# Retrieval Augmented Generation (RAG)
We basically first retrieve data using a search engine trained to our data, and then generate an answer based on that via LLMs

In [60]:
!wget https://raw.githubusercontent.com/alexeygrigorev/minsearch/main/minsearch.py

--2024-09-14 23:44:22--  https://raw.githubusercontent.com/alexeygrigorev/minsearch/main/minsearch.py
Resolving raw.githubusercontent.com (raw.githubusercontent.com)... 185.199.110.133, 185.199.111.133, 185.199.108.133, ...
Connecting to raw.githubusercontent.com (raw.githubusercontent.com)|185.199.110.133|:443... connected.
HTTP request sent, awaiting response... 200 OK
Length: 3832 (3.7K) [text/plain]
Saving to: ‘minsearch.py.6’


2024-09-14 23:44:22 (34.2 MB/s) - ‘minsearch.py.6’ saved [3832/3832]



In [61]:
import minsearch # alexeys small and fast search engine
import requests

from dotenv import load_dotenv
from openai import OpenAI


In [62]:
#setup LLM model client, OLLAMA MUST BE RUNNING ON THE COMPUTER
client = OpenAI(
    base_url='http://localhost:11434/v1/',
    api_key='ollama',
)

## Train search engine

In [63]:
# load json data directly from the url 
docs_url = 'https://github.com/DataTalksClub/llm-zoomcamp/blob/main/01-intro/documents.json?raw=1'
docs_response = requests.get(docs_url)
documents_raw = docs_response.json()

# rearrange data a bit (add course type to each faq)
documents = []
for course_dict in documents_raw:
    for doc in course_dict['documents']:
        doc['course'] = course_dict['course'] #adding it to every faq
        documents.append(doc)

# initialize class, tell the search engine what is searchable and what are keywords
index = minsearch.Index(
    text_fields=['text','section','question'],
    keyword_fields=['course']
)

#actually train the search engine
index.fit(docs=documents)

<minsearch.Index at 0x17bc37970>

## Generate LLM

In [64]:
#aux fcns
def search(query,filter_dict={'course': 'data-engineering-zoomcamp'}):
    '''  
    This function runs the already trained search engine and retrieves the top 5 results,
    '''
    boost = {'question': 3.0, 'section': 0.5} # what to stress on, what is more important. give it weights
    results = index.search(
        query=query,
        filter_dict=filter_dict,
        boost_dict=boost,
        num_results=5
    )

    return results

In [65]:
def build_prompt(query, search_results):
    ''' 
    This function starts with a prompt template, and given the query fills the template out with the results from the search engine
    '''
    # we will give the llm some context
    # Alexey mentions that this is a bit of art and science because you somewhat iterate until you find something that works for you.
    prompt_template =  """ 

    You are a course teaching assistant. Answer the QUESTION based on the CONTEXT from the FAQ database. 
    Use only the facts from the CONTEXT when answering the QUESTION.
    If the CONTEXT does not contain the answer, output NONE.

    QUESTION: {question}

    CONTEXT: {context}

    """.strip() #no line breaks
    
    #convert search results into proper formatted context
    context = ""
    for doc in search_results:
        context = context + f"section: {doc['section']}\nquestion: {doc['question']}\nanswer:{doc['text']}\n\n"

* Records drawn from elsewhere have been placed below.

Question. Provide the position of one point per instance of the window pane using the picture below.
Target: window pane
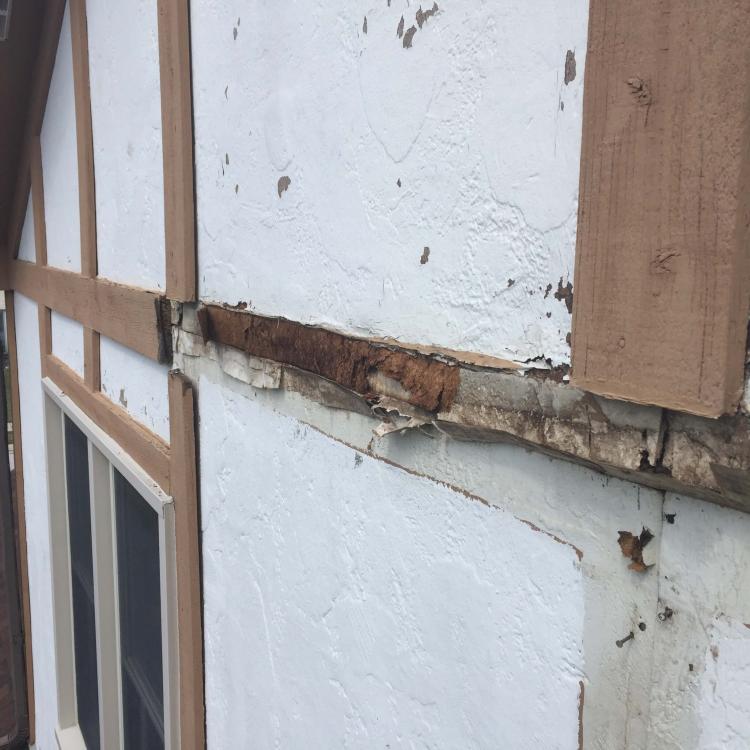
(140, 618)
(82, 575)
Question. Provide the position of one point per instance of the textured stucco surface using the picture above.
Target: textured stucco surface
(37, 520)
(351, 604)
(27, 248)
(704, 580)
(67, 341)
(137, 384)
(60, 161)
(474, 120)
(126, 120)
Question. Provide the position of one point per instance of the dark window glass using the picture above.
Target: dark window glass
(82, 575)
(140, 618)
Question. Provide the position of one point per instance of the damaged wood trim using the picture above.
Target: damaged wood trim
(361, 365)
(184, 490)
(177, 148)
(147, 449)
(662, 276)
(20, 511)
(133, 317)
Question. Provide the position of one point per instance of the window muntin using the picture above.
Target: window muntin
(145, 715)
(82, 583)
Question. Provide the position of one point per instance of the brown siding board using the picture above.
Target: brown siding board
(133, 317)
(184, 489)
(177, 148)
(20, 509)
(662, 283)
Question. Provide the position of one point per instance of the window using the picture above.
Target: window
(113, 571)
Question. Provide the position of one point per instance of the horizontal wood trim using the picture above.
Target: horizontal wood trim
(357, 364)
(662, 278)
(148, 450)
(184, 490)
(177, 148)
(133, 317)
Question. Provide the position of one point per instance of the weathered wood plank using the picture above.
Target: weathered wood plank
(662, 282)
(131, 316)
(177, 148)
(184, 489)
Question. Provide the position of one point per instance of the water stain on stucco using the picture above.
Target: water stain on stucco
(283, 185)
(570, 67)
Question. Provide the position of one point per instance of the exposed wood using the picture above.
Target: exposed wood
(84, 136)
(133, 317)
(37, 193)
(146, 448)
(354, 363)
(20, 508)
(184, 490)
(662, 282)
(177, 148)
(92, 373)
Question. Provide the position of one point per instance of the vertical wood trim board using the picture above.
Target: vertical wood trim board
(177, 148)
(20, 510)
(661, 280)
(183, 474)
(84, 136)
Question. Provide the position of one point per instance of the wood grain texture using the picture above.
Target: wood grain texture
(20, 509)
(84, 136)
(148, 450)
(177, 148)
(37, 194)
(133, 317)
(184, 490)
(662, 282)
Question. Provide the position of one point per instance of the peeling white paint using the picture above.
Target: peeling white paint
(137, 384)
(67, 341)
(37, 520)
(27, 246)
(126, 120)
(349, 604)
(468, 121)
(60, 161)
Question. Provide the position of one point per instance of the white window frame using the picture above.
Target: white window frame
(104, 455)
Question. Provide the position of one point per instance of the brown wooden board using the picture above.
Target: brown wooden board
(184, 490)
(422, 380)
(177, 147)
(20, 509)
(134, 317)
(148, 450)
(661, 280)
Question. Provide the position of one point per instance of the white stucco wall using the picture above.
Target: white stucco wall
(67, 341)
(27, 247)
(137, 384)
(60, 161)
(37, 520)
(126, 120)
(474, 120)
(350, 604)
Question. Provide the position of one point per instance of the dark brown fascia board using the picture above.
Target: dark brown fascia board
(131, 316)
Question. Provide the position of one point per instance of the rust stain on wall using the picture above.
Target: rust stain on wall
(348, 361)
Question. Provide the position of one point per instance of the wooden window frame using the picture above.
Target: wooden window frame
(104, 456)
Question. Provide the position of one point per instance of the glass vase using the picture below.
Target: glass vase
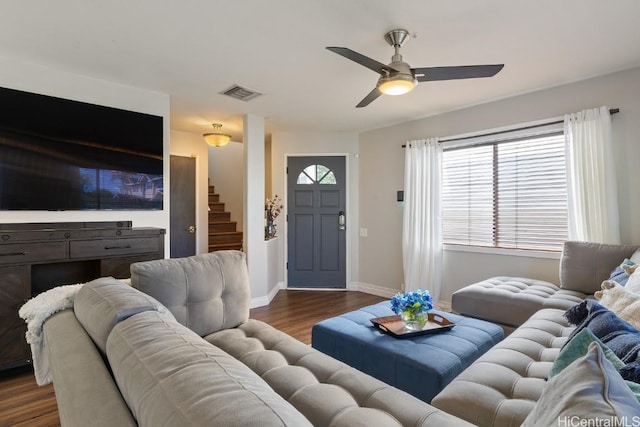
(414, 321)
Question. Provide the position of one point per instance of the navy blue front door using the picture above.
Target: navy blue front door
(316, 222)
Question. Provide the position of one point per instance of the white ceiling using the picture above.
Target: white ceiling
(193, 49)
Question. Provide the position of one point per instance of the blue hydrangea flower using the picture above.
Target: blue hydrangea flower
(412, 302)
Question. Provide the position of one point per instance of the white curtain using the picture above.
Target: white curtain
(591, 177)
(422, 225)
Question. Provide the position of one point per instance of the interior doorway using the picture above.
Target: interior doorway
(182, 198)
(316, 222)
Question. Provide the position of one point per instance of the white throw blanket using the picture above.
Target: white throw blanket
(35, 312)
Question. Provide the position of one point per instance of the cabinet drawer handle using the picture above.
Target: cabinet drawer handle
(14, 253)
(117, 247)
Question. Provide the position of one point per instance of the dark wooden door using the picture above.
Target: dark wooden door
(316, 222)
(183, 206)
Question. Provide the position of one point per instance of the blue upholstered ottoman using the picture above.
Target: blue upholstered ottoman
(421, 365)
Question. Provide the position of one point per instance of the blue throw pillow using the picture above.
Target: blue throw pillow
(619, 275)
(622, 338)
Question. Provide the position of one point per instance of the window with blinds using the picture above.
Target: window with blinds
(506, 194)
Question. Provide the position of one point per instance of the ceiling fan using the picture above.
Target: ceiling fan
(398, 77)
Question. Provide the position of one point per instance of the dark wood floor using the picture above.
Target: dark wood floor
(23, 403)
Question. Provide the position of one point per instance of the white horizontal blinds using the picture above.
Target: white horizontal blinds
(467, 196)
(506, 191)
(531, 194)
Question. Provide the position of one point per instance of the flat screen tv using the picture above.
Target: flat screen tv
(58, 154)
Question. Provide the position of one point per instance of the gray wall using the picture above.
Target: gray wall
(382, 169)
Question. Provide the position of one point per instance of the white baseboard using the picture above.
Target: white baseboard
(368, 288)
(262, 301)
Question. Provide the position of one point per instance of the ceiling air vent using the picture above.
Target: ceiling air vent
(241, 93)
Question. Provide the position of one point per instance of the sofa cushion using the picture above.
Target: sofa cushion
(584, 265)
(619, 275)
(102, 303)
(578, 346)
(621, 337)
(327, 391)
(82, 381)
(169, 376)
(502, 386)
(511, 300)
(621, 301)
(206, 292)
(589, 386)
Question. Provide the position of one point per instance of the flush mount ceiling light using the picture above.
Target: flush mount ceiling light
(217, 139)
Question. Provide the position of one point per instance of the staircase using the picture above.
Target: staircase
(222, 231)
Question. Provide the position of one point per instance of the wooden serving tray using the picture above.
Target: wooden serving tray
(393, 326)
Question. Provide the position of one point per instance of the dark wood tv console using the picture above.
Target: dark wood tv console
(36, 257)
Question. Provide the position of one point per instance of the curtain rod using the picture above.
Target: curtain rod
(611, 111)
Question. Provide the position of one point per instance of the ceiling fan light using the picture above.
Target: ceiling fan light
(217, 139)
(396, 85)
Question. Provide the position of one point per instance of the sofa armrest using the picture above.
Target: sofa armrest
(86, 393)
(584, 265)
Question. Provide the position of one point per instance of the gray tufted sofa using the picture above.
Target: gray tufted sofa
(510, 301)
(502, 387)
(180, 350)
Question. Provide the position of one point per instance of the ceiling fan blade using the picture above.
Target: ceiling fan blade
(453, 73)
(371, 64)
(372, 96)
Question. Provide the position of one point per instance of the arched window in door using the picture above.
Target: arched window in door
(316, 174)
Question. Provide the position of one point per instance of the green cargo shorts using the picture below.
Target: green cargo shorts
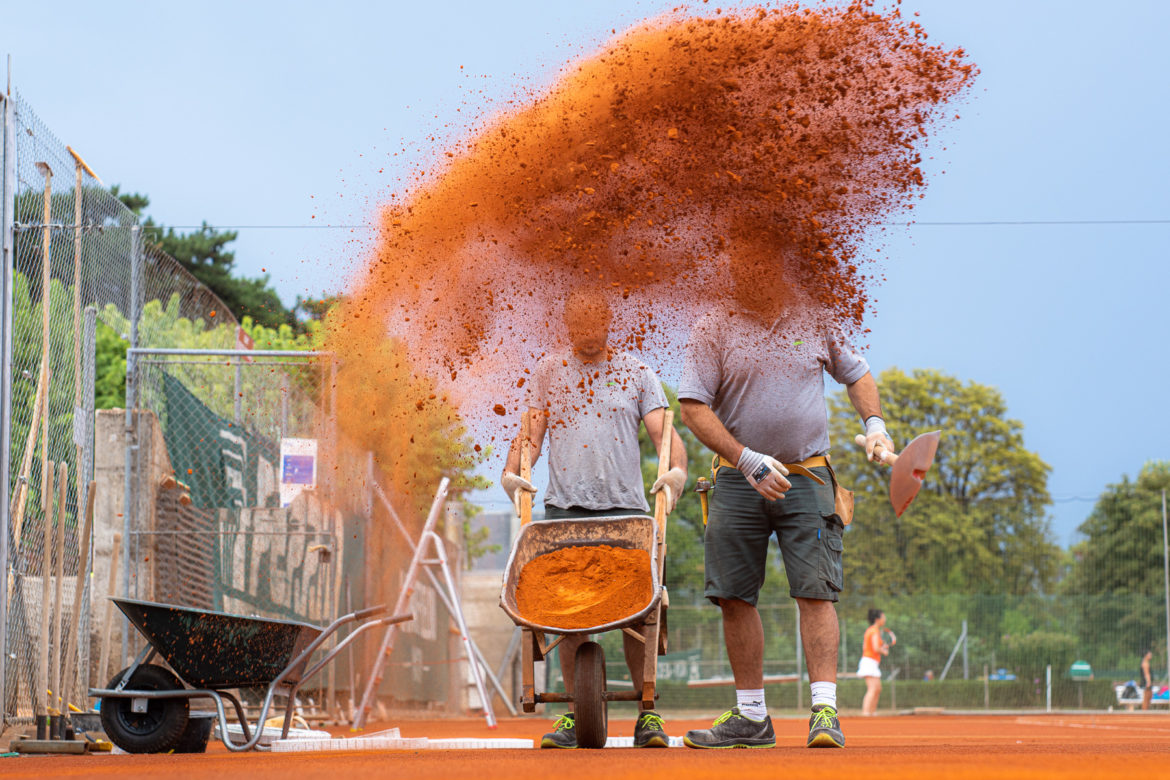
(741, 523)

    # we formally add the info on the prompt
    return prompt_template.format(question=query,context=context).strip()
    

In [66]:
def llm(prompt,model='phi3'):
    ''' 
    This function trains chatGPT with our prompt (with the search engine results)
    '''
    # train openai/chatpgt with the prompt
    response = client.chat.completions.create(
        model = model,
        messages=[{'role':'user','content': prompt}]
    )   

    return response.choices[0].message.content

In [67]:
def rag(query):
    '''  
    This function, given a question, finds best answers on the search engine, trains the llm with it, and returns a result
    '''
    # search for the question on the search engine
    results = search(query)
    # we create the context by basically stringing together the answers from the search engine
    prompt = build_prompt(query, results)
    # we train the llm (in this case Ollama) with the prompt and returns some user friendly answer
    answer = llm(prompt)

    return answer



In [71]:
q= 'The course just started. Can I still enroll? Give me an answer in 1 or 2 sentences please.'
answer = rag(q)
print(answer)

Yes, even if classes have commenced, new students who register before the end of module one can still join without penalties but must complete homework/assignments as specified in course materials by specific deadlines after a brief orientation and introduction to class content during office hours (live or recorded from previous session).